Progress in video coding techniques has introduced the concept of scalability. Within the AVC framework, this concept has been expanded with the introduction of SVC [16,20,21]. In SVC, frames consist of a Base Layer (BL) and one or more Enhancement Layers (EL). Each higher layer is contingent upon all the preceding layers for accurate display. If any layer is absent, subsequent layers are disregarded. SVC can be applied in terms of temporal resolution, spatial resolution, or quality. While SVC maintains the same GOP hierarchy as AVC, it introduces a parallel structure based on the number of ELs [22,23].

The term “scalability” in video streaming refers to a segmented layered coding system. This system allows for the removal of higher layers while still retaining the ability to decode the video [16,20]. Such a design minimizes information loss during packet drops, ensuring that videos maintain their integrity even with increased frame sizes.
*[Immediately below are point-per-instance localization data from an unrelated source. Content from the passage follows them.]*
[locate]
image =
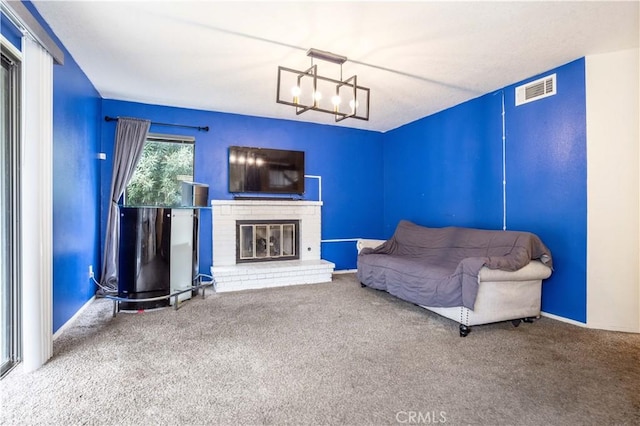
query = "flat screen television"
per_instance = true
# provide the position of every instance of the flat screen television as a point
(265, 170)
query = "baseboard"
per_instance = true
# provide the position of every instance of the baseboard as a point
(73, 318)
(346, 271)
(563, 319)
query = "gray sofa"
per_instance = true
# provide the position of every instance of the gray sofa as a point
(472, 276)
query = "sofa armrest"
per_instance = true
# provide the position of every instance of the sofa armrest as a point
(363, 242)
(534, 270)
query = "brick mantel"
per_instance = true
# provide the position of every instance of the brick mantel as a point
(308, 269)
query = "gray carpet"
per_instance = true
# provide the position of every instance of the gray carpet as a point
(329, 353)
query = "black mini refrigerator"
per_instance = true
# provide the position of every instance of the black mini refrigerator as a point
(158, 248)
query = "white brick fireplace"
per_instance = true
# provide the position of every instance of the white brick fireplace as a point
(232, 276)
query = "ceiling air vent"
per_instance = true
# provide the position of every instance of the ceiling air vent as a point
(535, 90)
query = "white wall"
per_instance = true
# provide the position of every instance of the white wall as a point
(613, 188)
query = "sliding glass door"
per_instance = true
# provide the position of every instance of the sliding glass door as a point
(9, 212)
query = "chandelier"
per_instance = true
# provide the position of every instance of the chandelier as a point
(307, 90)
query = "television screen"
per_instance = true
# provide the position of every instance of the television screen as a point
(265, 170)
SVC coding, in terms of the GOP hierarchy, mirrors the structure found in AVC. However, a distinguishing feature of SVC is its introduction of a parallel structure. This structure emerges from the number of ELs, all of which are contingent upon the BL [21,22,23]. A visualization of the SVC hierarchy for I–B with two layers and a GOP size of eight frames is provided in Figure 2, illustrating an IBBBBBBB pattern.

To determine the total number of layers, one must factor in the variety of frame types (I, B) and the number of SVC layers (such as BL, EL1, EL2, etc.). In the context of this research, four primary layers are discerned:

Base I frame (BI)
Enhancement I frame (EI)
Base B frame (BB)
Enhancement B frame (EB)

The base video data are housed within the BI and BB layers, while the enhancement video data reside in the EI and EB layers. For illustrative and experimental intents, this study adopts a GOP size of eight, following an IBBBBBBB (IB7) pattern, as depicted in Figure 1b. Two quality layers, BL and EL, are considered, with P frames being excluded from the analysis.

Within the framework of SVC, the quality of a video frame is intrinsically linked to the layers employed during its reconstruction [20,23]. This relationship is exemplified in Figure 3, which provides a visual exploration of the impact on spatial Y-PSNR when specific frame types are omitted.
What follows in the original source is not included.